M. Jean-François Voguet attire l'attention de Mme la ministre de l'écologie, du développement durable, des transports et du logement sur les conséquences de la loi n° 2010-1658 du 29 décembre 2010 de finances rectificative pour 2010, qui a profondément transformé la fiscalité de l'urbanisme, en créant une taxe d'aménagement. Celle-ci remplace à elle seule huit taxes et neuf participations d'urbanisme. La loi crée par ailleurs un versement pour sous-densité (VSD) mais supprime le plafond légal de densité (PLD), à partir du 1er janvier 2015.

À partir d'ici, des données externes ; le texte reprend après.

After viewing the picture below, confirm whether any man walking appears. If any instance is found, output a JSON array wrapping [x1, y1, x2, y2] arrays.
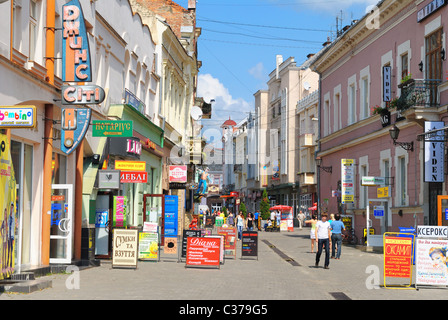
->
[[316, 213, 331, 269]]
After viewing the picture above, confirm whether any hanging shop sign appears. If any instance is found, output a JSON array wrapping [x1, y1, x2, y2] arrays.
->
[[425, 121, 445, 182], [0, 106, 37, 129], [61, 108, 92, 154], [92, 120, 133, 137], [341, 159, 355, 203], [62, 0, 92, 82], [169, 166, 187, 183], [112, 196, 128, 228], [108, 138, 142, 159], [62, 85, 106, 105], [120, 171, 148, 183], [164, 195, 179, 237], [98, 170, 120, 190], [0, 134, 18, 280], [112, 229, 138, 268], [115, 160, 146, 171]]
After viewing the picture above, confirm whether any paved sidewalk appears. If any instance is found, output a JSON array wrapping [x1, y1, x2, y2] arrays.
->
[[0, 228, 448, 301]]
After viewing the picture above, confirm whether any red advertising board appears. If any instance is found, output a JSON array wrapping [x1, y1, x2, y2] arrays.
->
[[384, 237, 413, 278], [120, 171, 148, 183], [186, 237, 221, 267]]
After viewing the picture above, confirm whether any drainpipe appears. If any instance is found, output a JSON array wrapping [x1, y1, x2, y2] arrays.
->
[[41, 0, 56, 265]]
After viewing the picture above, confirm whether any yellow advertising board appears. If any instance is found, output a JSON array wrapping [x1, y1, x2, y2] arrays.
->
[[0, 133, 18, 280], [115, 160, 146, 171]]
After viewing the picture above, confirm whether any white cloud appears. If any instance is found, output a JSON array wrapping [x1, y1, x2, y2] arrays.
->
[[249, 62, 267, 80], [198, 74, 253, 144]]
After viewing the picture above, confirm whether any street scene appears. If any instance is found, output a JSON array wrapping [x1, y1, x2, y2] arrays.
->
[[0, 228, 448, 302], [0, 0, 448, 302]]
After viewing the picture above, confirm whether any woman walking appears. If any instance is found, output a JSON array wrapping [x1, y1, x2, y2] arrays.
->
[[236, 211, 244, 240], [305, 213, 317, 253]]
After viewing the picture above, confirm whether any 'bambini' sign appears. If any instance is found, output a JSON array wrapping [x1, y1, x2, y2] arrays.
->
[[62, 0, 92, 82]]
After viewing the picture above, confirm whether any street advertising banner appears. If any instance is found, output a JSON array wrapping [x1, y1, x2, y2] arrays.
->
[[62, 0, 92, 82], [341, 159, 355, 203], [384, 236, 413, 279], [164, 195, 179, 237], [218, 227, 236, 259], [112, 196, 128, 228], [112, 229, 138, 268], [415, 238, 448, 286], [163, 237, 177, 254], [186, 237, 221, 268], [0, 134, 18, 280], [138, 232, 159, 260], [181, 230, 201, 258], [424, 121, 445, 182], [241, 231, 258, 259]]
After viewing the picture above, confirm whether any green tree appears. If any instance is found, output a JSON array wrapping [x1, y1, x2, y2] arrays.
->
[[260, 190, 270, 220]]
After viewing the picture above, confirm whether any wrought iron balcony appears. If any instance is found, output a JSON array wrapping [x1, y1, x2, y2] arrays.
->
[[391, 79, 441, 111]]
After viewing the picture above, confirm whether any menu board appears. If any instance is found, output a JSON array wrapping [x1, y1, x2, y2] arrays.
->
[[181, 230, 201, 258], [241, 231, 258, 258], [186, 237, 221, 268]]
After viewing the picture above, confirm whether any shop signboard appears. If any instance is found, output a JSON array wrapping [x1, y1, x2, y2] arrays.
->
[[164, 195, 179, 237], [218, 227, 236, 258], [169, 166, 187, 183], [241, 231, 258, 259], [112, 229, 138, 268], [0, 106, 37, 129], [112, 196, 128, 228], [138, 232, 159, 260], [384, 236, 413, 278], [62, 0, 92, 82], [181, 230, 201, 258], [115, 160, 146, 171], [120, 171, 148, 183], [61, 108, 92, 155], [186, 237, 221, 268], [0, 133, 18, 280], [61, 85, 106, 105], [92, 120, 133, 137], [341, 159, 355, 203], [415, 238, 448, 286]]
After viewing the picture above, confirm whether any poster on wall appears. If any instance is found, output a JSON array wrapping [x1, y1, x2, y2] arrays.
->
[[415, 238, 448, 286], [0, 134, 18, 280]]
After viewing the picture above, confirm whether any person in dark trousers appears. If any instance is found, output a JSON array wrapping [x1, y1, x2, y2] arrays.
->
[[330, 213, 345, 259], [316, 213, 331, 269]]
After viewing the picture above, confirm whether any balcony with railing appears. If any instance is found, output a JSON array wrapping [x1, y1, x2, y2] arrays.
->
[[395, 79, 442, 111]]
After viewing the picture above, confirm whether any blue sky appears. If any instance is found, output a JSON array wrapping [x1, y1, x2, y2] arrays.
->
[[174, 0, 378, 133]]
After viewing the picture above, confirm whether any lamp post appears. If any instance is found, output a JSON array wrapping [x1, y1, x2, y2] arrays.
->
[[389, 124, 414, 151]]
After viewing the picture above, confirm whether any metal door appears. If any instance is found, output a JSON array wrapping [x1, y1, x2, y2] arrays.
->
[[50, 184, 73, 264]]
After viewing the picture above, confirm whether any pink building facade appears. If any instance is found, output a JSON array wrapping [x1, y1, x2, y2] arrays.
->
[[311, 0, 448, 239]]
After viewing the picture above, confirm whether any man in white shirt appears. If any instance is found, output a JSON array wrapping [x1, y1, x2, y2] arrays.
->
[[316, 213, 331, 269]]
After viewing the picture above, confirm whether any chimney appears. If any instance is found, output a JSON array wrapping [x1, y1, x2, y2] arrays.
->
[[275, 54, 283, 79]]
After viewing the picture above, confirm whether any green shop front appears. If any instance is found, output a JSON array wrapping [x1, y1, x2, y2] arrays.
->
[[83, 104, 164, 258]]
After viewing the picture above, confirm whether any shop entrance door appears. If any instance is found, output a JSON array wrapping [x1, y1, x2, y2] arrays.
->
[[50, 184, 73, 264], [437, 196, 448, 226]]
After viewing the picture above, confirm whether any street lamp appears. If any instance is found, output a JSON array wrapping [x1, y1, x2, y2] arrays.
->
[[316, 157, 333, 173], [389, 125, 414, 151]]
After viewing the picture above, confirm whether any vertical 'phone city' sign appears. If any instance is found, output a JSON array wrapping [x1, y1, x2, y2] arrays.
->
[[62, 0, 92, 82]]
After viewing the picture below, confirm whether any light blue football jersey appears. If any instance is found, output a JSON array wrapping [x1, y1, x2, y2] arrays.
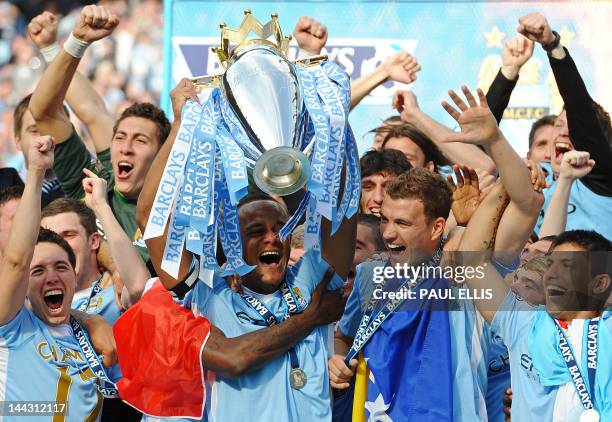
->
[[72, 283, 121, 325], [145, 251, 343, 422], [338, 261, 489, 421], [535, 163, 612, 239], [0, 307, 120, 422], [491, 291, 557, 422]]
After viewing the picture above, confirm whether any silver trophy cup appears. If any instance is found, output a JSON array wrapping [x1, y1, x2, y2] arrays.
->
[[221, 42, 310, 195]]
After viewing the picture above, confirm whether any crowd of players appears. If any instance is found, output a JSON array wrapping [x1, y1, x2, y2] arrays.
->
[[0, 6, 612, 421]]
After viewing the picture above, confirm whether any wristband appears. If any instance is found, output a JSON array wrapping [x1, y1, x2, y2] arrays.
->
[[542, 31, 561, 53], [64, 32, 90, 59], [40, 41, 61, 63]]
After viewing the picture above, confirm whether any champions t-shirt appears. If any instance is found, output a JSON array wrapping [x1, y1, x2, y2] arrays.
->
[[491, 291, 582, 422], [0, 307, 120, 422], [338, 261, 489, 421], [145, 251, 343, 422]]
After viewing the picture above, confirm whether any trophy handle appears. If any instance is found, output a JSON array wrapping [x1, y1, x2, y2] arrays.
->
[[190, 75, 223, 89], [293, 54, 329, 67]]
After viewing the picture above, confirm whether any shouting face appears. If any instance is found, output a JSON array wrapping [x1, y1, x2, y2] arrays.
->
[[28, 242, 76, 324], [111, 116, 161, 200], [238, 200, 291, 293]]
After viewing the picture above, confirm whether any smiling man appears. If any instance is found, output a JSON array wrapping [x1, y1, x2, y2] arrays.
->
[[359, 150, 412, 217], [29, 6, 170, 261], [131, 79, 356, 421], [0, 136, 117, 420]]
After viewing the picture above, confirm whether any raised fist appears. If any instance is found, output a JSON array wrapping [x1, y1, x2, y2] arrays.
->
[[72, 5, 119, 42], [517, 13, 555, 45], [380, 51, 421, 84], [502, 35, 534, 80], [293, 16, 327, 55], [28, 12, 57, 49], [28, 135, 55, 174], [559, 150, 595, 180], [83, 168, 108, 211]]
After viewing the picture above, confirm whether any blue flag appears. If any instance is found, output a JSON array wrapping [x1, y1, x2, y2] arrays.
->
[[363, 279, 453, 422]]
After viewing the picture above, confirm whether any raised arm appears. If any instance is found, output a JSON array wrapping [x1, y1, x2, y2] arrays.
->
[[457, 179, 510, 323], [83, 169, 151, 305], [351, 51, 421, 110], [443, 86, 545, 264], [0, 136, 54, 325], [518, 13, 612, 192], [540, 150, 595, 237], [202, 275, 344, 376], [393, 91, 495, 174], [487, 35, 534, 123], [28, 12, 114, 152], [136, 79, 199, 289], [29, 6, 119, 143]]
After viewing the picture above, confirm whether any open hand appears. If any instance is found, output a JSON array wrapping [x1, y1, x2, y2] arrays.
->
[[447, 164, 482, 226], [380, 51, 421, 84], [442, 85, 500, 145], [559, 150, 595, 180]]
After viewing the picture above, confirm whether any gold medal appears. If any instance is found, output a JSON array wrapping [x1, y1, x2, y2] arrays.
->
[[289, 368, 308, 390]]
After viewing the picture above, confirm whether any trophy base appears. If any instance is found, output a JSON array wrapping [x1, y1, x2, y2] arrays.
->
[[253, 147, 310, 196]]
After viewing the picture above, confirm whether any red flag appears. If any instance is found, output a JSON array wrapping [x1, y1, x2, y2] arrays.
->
[[113, 280, 210, 419]]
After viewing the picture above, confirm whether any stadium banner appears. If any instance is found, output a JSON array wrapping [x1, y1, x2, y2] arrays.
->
[[162, 0, 612, 156]]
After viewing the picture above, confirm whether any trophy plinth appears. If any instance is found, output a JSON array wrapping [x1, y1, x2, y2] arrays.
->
[[253, 147, 310, 196]]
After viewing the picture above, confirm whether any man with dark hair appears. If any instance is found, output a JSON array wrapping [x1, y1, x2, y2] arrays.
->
[[131, 79, 357, 420], [382, 124, 450, 172], [0, 136, 118, 420], [359, 150, 412, 216], [29, 6, 170, 260], [13, 94, 68, 206], [41, 195, 150, 324], [527, 114, 557, 163], [487, 13, 612, 237]]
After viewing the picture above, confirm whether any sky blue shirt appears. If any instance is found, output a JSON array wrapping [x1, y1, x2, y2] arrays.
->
[[148, 251, 343, 422], [491, 291, 557, 422], [338, 261, 489, 421], [535, 163, 612, 239], [0, 307, 120, 422]]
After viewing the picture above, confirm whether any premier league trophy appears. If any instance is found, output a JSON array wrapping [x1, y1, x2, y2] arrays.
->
[[145, 10, 361, 278]]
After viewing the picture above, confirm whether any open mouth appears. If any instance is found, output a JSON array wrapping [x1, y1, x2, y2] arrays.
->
[[546, 286, 566, 296], [259, 251, 281, 265], [116, 161, 134, 179], [387, 243, 406, 253], [555, 142, 573, 158], [43, 289, 64, 311]]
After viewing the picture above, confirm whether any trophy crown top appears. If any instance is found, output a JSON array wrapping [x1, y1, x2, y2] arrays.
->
[[213, 9, 292, 66]]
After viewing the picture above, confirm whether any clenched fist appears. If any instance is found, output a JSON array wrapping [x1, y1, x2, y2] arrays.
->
[[28, 12, 57, 49], [72, 5, 119, 42], [517, 13, 555, 45]]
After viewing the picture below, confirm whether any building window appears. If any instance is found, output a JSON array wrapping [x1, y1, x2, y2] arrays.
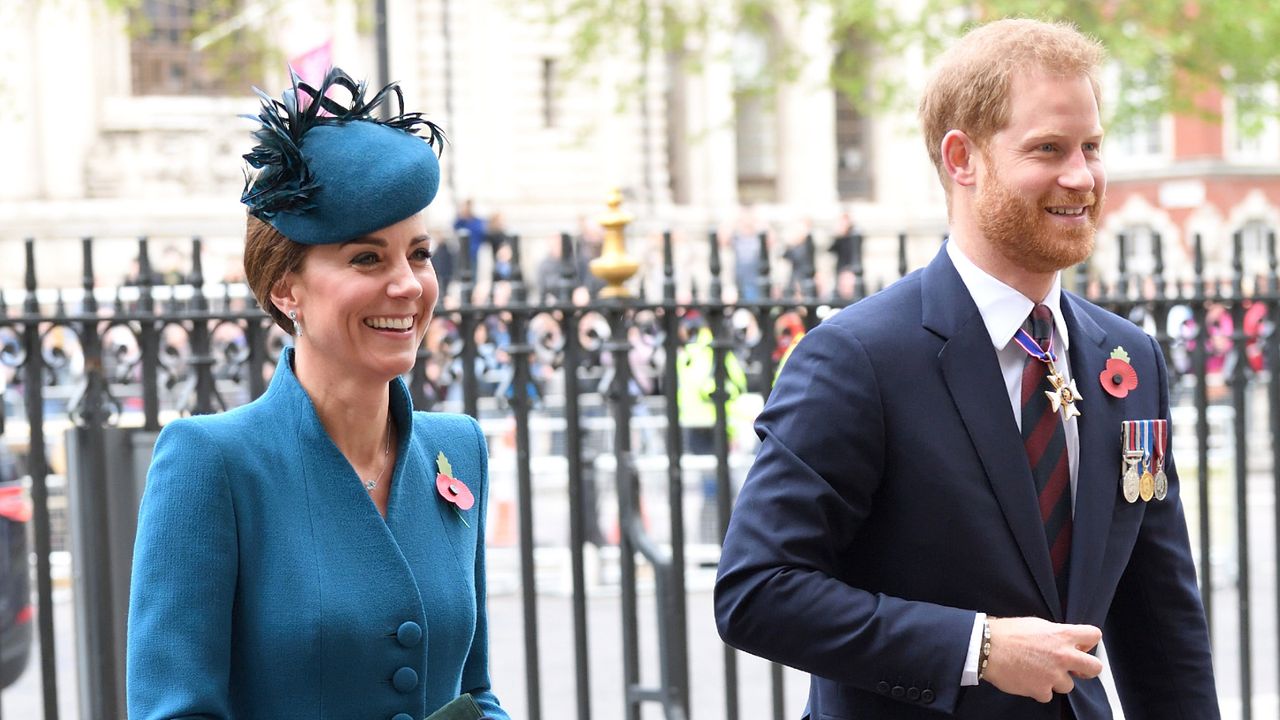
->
[[1105, 68, 1165, 160], [1121, 224, 1156, 278], [1231, 220, 1274, 277], [129, 0, 266, 95], [1222, 83, 1280, 163], [832, 38, 873, 200], [543, 58, 558, 128], [733, 29, 778, 204]]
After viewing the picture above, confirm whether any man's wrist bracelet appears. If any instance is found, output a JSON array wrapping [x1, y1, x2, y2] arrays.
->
[[978, 620, 991, 683]]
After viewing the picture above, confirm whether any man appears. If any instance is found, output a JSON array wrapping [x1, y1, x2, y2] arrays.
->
[[716, 20, 1219, 720], [453, 197, 488, 267]]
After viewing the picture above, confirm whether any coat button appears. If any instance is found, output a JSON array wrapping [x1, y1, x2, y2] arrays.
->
[[396, 620, 422, 647], [392, 667, 417, 693]]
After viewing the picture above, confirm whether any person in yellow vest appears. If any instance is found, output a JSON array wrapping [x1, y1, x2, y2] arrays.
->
[[676, 311, 746, 542]]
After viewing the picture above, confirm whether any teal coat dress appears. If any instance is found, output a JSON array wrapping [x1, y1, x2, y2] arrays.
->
[[128, 350, 508, 720]]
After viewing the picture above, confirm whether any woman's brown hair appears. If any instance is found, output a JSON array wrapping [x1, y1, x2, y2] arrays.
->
[[244, 215, 307, 334]]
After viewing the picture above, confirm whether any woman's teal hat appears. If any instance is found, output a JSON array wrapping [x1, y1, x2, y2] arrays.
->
[[241, 68, 444, 245]]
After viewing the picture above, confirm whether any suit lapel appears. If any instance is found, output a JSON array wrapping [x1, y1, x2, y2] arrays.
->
[[922, 247, 1062, 619], [1062, 293, 1121, 618]]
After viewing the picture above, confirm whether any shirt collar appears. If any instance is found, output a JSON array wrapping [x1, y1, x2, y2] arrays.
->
[[946, 240, 1071, 352]]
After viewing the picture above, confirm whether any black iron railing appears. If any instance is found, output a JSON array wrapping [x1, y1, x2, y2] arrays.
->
[[0, 228, 1280, 720]]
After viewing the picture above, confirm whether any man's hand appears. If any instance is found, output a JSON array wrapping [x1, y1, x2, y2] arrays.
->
[[982, 609, 1102, 702]]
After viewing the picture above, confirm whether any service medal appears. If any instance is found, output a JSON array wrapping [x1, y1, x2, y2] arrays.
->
[[1155, 420, 1169, 500], [1120, 461, 1138, 502], [1120, 420, 1142, 502]]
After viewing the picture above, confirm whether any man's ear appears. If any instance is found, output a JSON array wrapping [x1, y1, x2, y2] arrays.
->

Avec cette nouvelle taxe et les modalités de calcul qui lui sont attachées, entre autres l'encadrement strict de la prise en compte des aménagements rendus nécessaires en raison des constructions nouvelles, il est à craindre que les communes voient une nouvelle baisse de leurs recettes à venir. En effet, le versement pour dépassement du PLD représente aujourd'hui une ressource communale très importante dans les zones en développement urbain.
À titre d'exemple, dans la commune dont il est le maire, le montant des taxes d'urbanisme (PLD et taxe locale d'équipement - TLE) représentent 20,4 millions d'euros au titre de l'implantation d'un établissement bancaire sur une surface de 88 388 m². Avec la réforme, le maximum de la taxe d'aménagement sera de 13,4 millions d'euros, soit une perte de 7 millions pour la commune.
Aussi il lui demande quels dispositifs et ressources nouvelles elle prévoit de mettre en place, avant la mise en œuvre définitive de cette loi, pour pallier la perte de ressources financières que subiront alors les communes du fait de la suppression du versement pour dépassement du PLD.



La question a été retirée pour cause de fin de mandat.